Mountain Cedar and Rewilding Podcast

Listen to this 28-minute podcast about mountain cedars, Texas karst country, and rewilding. Featuring host Brian Davenport with the Cibolo Center for Conservation, and guest Elizabeth McGreevy with Project Bedrock. |
Decision-Making Tool Update
Our process team workshop in Johnson City was a success. We have begun to hammer out the details. Key takeaways:
- Explain why we need a regional management strategy for Texas karst country + explain what it is and where it is.
- Focus on keeping the process as simple as possible without dumbing it down.
- Present a simple way to divide one’s property into smaller land management units (LMU). Rely on indicators to analyze land health. Then recommend management methods and ways to measure success.
- Group the indicators and management techniques into two categories: Levels 1 and 2. Level 1 will include basic, more familiar actions, while Level 2 will be more advanced.
- Support standard landowner goals, such as ranching, hunting, and recreation, but recommend which LMUs best support each goal to increase cost effectiveness and longer-lasting results.
- Select a variety of Texas karst country landowners to test the process. Use feedback to help fund further refinement and app development.

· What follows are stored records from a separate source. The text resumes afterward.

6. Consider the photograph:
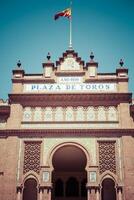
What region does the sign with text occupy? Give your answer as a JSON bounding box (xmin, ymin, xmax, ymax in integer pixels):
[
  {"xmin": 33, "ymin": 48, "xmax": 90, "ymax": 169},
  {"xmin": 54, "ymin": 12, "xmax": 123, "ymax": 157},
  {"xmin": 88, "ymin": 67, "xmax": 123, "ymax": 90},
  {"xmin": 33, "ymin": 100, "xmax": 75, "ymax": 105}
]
[
  {"xmin": 24, "ymin": 83, "xmax": 117, "ymax": 93},
  {"xmin": 58, "ymin": 76, "xmax": 82, "ymax": 83}
]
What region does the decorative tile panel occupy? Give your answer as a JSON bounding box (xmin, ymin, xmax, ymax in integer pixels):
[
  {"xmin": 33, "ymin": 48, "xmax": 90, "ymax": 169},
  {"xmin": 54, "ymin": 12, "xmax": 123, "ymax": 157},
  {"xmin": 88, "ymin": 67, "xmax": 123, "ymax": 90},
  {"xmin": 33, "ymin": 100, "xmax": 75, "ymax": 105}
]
[
  {"xmin": 76, "ymin": 107, "xmax": 85, "ymax": 121},
  {"xmin": 54, "ymin": 107, "xmax": 64, "ymax": 121},
  {"xmin": 23, "ymin": 107, "xmax": 32, "ymax": 121},
  {"xmin": 22, "ymin": 106, "xmax": 118, "ymax": 123},
  {"xmin": 98, "ymin": 141, "xmax": 116, "ymax": 174},
  {"xmin": 87, "ymin": 107, "xmax": 96, "ymax": 121},
  {"xmin": 23, "ymin": 141, "xmax": 41, "ymax": 174},
  {"xmin": 65, "ymin": 107, "xmax": 74, "ymax": 121},
  {"xmin": 97, "ymin": 107, "xmax": 106, "ymax": 121},
  {"xmin": 33, "ymin": 107, "xmax": 42, "ymax": 121},
  {"xmin": 44, "ymin": 107, "xmax": 53, "ymax": 121},
  {"xmin": 107, "ymin": 107, "xmax": 118, "ymax": 121}
]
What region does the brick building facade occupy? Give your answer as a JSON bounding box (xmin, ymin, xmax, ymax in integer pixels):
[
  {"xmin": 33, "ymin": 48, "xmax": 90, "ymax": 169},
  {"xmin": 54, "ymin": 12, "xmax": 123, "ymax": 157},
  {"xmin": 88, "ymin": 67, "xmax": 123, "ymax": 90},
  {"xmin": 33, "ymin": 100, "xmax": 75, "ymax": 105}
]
[{"xmin": 0, "ymin": 50, "xmax": 134, "ymax": 200}]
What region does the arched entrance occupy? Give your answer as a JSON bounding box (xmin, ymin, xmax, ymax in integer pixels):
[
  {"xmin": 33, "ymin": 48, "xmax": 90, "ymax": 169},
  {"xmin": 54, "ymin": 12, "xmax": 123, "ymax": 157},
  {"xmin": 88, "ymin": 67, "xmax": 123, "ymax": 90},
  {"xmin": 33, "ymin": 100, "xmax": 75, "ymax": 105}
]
[
  {"xmin": 101, "ymin": 178, "xmax": 116, "ymax": 200},
  {"xmin": 52, "ymin": 144, "xmax": 87, "ymax": 200},
  {"xmin": 23, "ymin": 178, "xmax": 37, "ymax": 200}
]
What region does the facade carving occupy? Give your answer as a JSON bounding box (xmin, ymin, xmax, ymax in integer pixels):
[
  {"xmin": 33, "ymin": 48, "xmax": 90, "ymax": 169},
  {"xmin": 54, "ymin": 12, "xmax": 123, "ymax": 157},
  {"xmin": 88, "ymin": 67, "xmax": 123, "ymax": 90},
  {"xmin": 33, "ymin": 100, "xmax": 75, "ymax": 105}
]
[
  {"xmin": 87, "ymin": 107, "xmax": 96, "ymax": 121},
  {"xmin": 108, "ymin": 107, "xmax": 118, "ymax": 121},
  {"xmin": 43, "ymin": 138, "xmax": 96, "ymax": 166},
  {"xmin": 65, "ymin": 107, "xmax": 74, "ymax": 121},
  {"xmin": 60, "ymin": 57, "xmax": 81, "ymax": 71},
  {"xmin": 23, "ymin": 141, "xmax": 41, "ymax": 174},
  {"xmin": 22, "ymin": 106, "xmax": 118, "ymax": 122},
  {"xmin": 23, "ymin": 107, "xmax": 32, "ymax": 121},
  {"xmin": 76, "ymin": 107, "xmax": 85, "ymax": 121},
  {"xmin": 98, "ymin": 141, "xmax": 116, "ymax": 174},
  {"xmin": 44, "ymin": 107, "xmax": 53, "ymax": 121},
  {"xmin": 98, "ymin": 107, "xmax": 106, "ymax": 121},
  {"xmin": 54, "ymin": 107, "xmax": 64, "ymax": 121},
  {"xmin": 33, "ymin": 107, "xmax": 42, "ymax": 121}
]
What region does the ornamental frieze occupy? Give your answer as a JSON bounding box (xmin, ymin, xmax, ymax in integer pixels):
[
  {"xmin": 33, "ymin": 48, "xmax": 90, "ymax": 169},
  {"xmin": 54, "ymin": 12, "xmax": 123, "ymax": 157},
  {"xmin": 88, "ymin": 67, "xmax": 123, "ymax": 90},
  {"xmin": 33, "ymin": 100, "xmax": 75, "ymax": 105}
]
[{"xmin": 22, "ymin": 106, "xmax": 118, "ymax": 123}]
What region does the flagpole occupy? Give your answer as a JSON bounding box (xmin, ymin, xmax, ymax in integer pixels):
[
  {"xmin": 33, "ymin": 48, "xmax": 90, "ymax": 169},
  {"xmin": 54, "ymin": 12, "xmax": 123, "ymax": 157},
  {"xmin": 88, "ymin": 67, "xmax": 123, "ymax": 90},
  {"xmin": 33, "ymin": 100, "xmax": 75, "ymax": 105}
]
[{"xmin": 69, "ymin": 0, "xmax": 73, "ymax": 49}]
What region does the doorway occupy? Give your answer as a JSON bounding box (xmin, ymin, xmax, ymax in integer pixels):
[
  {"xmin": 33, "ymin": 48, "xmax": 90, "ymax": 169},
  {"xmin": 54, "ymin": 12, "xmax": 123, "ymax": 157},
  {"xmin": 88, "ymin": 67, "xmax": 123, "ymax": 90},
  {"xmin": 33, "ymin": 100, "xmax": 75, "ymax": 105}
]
[
  {"xmin": 23, "ymin": 178, "xmax": 37, "ymax": 200},
  {"xmin": 101, "ymin": 178, "xmax": 116, "ymax": 200},
  {"xmin": 52, "ymin": 145, "xmax": 87, "ymax": 200}
]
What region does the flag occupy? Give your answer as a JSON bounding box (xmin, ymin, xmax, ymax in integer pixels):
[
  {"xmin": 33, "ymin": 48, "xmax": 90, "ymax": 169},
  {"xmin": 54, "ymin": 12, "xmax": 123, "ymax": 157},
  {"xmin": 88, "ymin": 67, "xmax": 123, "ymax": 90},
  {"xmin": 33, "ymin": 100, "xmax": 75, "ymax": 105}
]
[{"xmin": 54, "ymin": 8, "xmax": 71, "ymax": 20}]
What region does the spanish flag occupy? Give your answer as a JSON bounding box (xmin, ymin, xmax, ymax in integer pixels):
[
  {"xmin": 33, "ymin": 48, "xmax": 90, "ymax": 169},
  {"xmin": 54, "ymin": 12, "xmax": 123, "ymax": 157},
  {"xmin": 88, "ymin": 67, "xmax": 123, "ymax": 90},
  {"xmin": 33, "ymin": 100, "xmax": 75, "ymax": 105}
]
[{"xmin": 54, "ymin": 8, "xmax": 71, "ymax": 20}]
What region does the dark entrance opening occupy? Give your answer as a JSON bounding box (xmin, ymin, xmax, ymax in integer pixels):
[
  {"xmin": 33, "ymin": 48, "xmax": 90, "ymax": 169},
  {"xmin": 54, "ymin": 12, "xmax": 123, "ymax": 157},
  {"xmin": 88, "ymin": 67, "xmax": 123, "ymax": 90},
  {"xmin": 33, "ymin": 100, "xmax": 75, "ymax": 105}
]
[
  {"xmin": 101, "ymin": 178, "xmax": 116, "ymax": 200},
  {"xmin": 52, "ymin": 145, "xmax": 87, "ymax": 200},
  {"xmin": 55, "ymin": 179, "xmax": 64, "ymax": 197},
  {"xmin": 23, "ymin": 178, "xmax": 37, "ymax": 200},
  {"xmin": 66, "ymin": 177, "xmax": 79, "ymax": 197}
]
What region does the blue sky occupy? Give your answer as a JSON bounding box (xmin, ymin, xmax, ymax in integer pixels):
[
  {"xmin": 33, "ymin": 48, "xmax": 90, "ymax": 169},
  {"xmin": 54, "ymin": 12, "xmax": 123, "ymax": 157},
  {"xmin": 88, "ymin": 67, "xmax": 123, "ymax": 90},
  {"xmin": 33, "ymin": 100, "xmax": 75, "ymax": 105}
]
[{"xmin": 0, "ymin": 0, "xmax": 134, "ymax": 100}]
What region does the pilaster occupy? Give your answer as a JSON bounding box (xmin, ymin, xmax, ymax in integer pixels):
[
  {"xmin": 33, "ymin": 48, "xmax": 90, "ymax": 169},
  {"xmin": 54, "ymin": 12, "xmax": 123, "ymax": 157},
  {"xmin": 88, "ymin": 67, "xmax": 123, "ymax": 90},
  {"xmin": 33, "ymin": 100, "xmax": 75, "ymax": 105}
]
[
  {"xmin": 119, "ymin": 103, "xmax": 131, "ymax": 128},
  {"xmin": 87, "ymin": 185, "xmax": 100, "ymax": 200},
  {"xmin": 6, "ymin": 103, "xmax": 23, "ymax": 129}
]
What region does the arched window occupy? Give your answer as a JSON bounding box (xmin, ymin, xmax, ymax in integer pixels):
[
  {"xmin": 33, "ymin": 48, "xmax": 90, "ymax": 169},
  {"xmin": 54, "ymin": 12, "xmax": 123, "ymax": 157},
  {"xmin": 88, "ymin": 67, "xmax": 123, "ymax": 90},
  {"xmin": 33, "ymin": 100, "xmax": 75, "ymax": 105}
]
[
  {"xmin": 101, "ymin": 178, "xmax": 116, "ymax": 200},
  {"xmin": 23, "ymin": 178, "xmax": 37, "ymax": 200},
  {"xmin": 55, "ymin": 179, "xmax": 64, "ymax": 197},
  {"xmin": 66, "ymin": 177, "xmax": 79, "ymax": 197},
  {"xmin": 81, "ymin": 179, "xmax": 87, "ymax": 197}
]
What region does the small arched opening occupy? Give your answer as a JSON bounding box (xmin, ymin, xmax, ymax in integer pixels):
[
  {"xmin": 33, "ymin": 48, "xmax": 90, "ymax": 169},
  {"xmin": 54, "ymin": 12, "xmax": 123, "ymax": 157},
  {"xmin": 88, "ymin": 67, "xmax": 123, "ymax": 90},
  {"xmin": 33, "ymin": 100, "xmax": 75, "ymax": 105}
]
[
  {"xmin": 23, "ymin": 178, "xmax": 37, "ymax": 200},
  {"xmin": 101, "ymin": 178, "xmax": 116, "ymax": 200},
  {"xmin": 66, "ymin": 177, "xmax": 79, "ymax": 197}
]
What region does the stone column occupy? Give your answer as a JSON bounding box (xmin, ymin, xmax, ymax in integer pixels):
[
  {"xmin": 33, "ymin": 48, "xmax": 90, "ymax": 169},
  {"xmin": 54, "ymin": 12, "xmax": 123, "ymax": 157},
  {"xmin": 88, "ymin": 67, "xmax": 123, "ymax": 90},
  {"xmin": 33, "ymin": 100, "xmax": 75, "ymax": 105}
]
[
  {"xmin": 16, "ymin": 185, "xmax": 23, "ymax": 200},
  {"xmin": 117, "ymin": 186, "xmax": 123, "ymax": 200},
  {"xmin": 87, "ymin": 187, "xmax": 95, "ymax": 200},
  {"xmin": 86, "ymin": 169, "xmax": 99, "ymax": 200},
  {"xmin": 87, "ymin": 186, "xmax": 100, "ymax": 200},
  {"xmin": 87, "ymin": 186, "xmax": 99, "ymax": 200},
  {"xmin": 39, "ymin": 186, "xmax": 52, "ymax": 200},
  {"xmin": 96, "ymin": 187, "xmax": 100, "ymax": 200},
  {"xmin": 40, "ymin": 168, "xmax": 53, "ymax": 200},
  {"xmin": 44, "ymin": 187, "xmax": 52, "ymax": 200},
  {"xmin": 39, "ymin": 187, "xmax": 43, "ymax": 200}
]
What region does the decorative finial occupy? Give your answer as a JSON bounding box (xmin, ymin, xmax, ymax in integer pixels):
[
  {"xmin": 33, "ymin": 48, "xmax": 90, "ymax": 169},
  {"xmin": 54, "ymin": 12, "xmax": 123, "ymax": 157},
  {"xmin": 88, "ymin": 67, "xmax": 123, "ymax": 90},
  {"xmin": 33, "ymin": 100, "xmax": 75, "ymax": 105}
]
[
  {"xmin": 47, "ymin": 52, "xmax": 51, "ymax": 61},
  {"xmin": 17, "ymin": 60, "xmax": 21, "ymax": 68},
  {"xmin": 119, "ymin": 59, "xmax": 124, "ymax": 67},
  {"xmin": 90, "ymin": 52, "xmax": 94, "ymax": 60}
]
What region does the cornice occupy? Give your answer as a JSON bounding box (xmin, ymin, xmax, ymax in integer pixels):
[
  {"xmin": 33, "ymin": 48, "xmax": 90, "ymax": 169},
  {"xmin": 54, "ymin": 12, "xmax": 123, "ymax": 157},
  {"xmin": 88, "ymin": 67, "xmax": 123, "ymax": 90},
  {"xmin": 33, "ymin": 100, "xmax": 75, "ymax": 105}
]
[
  {"xmin": 12, "ymin": 76, "xmax": 128, "ymax": 84},
  {"xmin": 8, "ymin": 93, "xmax": 132, "ymax": 107},
  {"xmin": 85, "ymin": 77, "xmax": 128, "ymax": 83},
  {"xmin": 12, "ymin": 69, "xmax": 25, "ymax": 76},
  {"xmin": 86, "ymin": 61, "xmax": 98, "ymax": 68},
  {"xmin": 12, "ymin": 78, "xmax": 56, "ymax": 84},
  {"xmin": 0, "ymin": 128, "xmax": 134, "ymax": 138},
  {"xmin": 42, "ymin": 63, "xmax": 54, "ymax": 68},
  {"xmin": 55, "ymin": 71, "xmax": 85, "ymax": 76},
  {"xmin": 116, "ymin": 68, "xmax": 128, "ymax": 74},
  {"xmin": 0, "ymin": 105, "xmax": 10, "ymax": 119}
]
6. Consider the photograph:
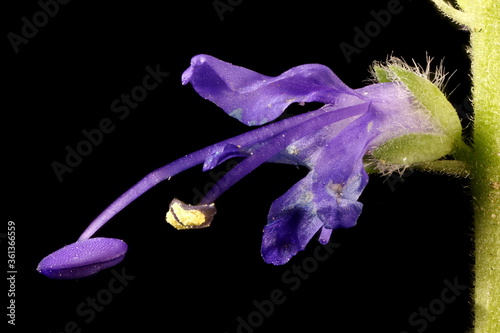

The first step of our decision-making tool will be to create a map that divides a landowner’s land into smaller land management units. Landowners will be guided on how to produce their maps using the Texas A&M Forest Service “Map Your Property” and manually adding other parameters. We are working with the Master Naturalists to provide assistance as needed.
Our goal is to developed an map-making app to simplify the process. To learn about the potential, Elizabeth met with Sean Moran, GIS Professor at Austin Community College, and one of his students. The discussion was positive and informative. We will use the feedback gathered from landowner trials to pursue funding to develop this much needed app.
Hardening Communities is More Important
Following the Los Angeles fires, on-the-ground news reporters were astonished to find homes that had escaped the flames. Those homes survived because they had been designed and managed to reduce fire risk. This is called “hardening.”

Hardening a single home doesn’t always work if that home is surrounded by a community of non-hardened homes. Individual home safety can exponentially increase when entire communities along the Urban Wildland Interface (UWI) are hardened. We should be spending our money on hardening– not on thinning forests and cutting down woody vegetation that will grow back as more flammable grass. Listen to what wildland fire mitigation expert, Justice Jones says.
Last month’s Texas Monthly article wrote a whole lot about reducing wildland vegetation, but nothing about hardening communities. It is ironic since the primary study they cited by CoreLogic emphasized the importance of hardening communities. The only vegetation management mentioned in the study was within the 30′ buffer zone of structures. And although it’s a good idea to add fire breaks and shaded fuel brakes within wildland vegetation, it would be prudent and cost effective to first upgrade all existing UWI communities and mandate that all future UWI communities be designed and built to reduce fire risk.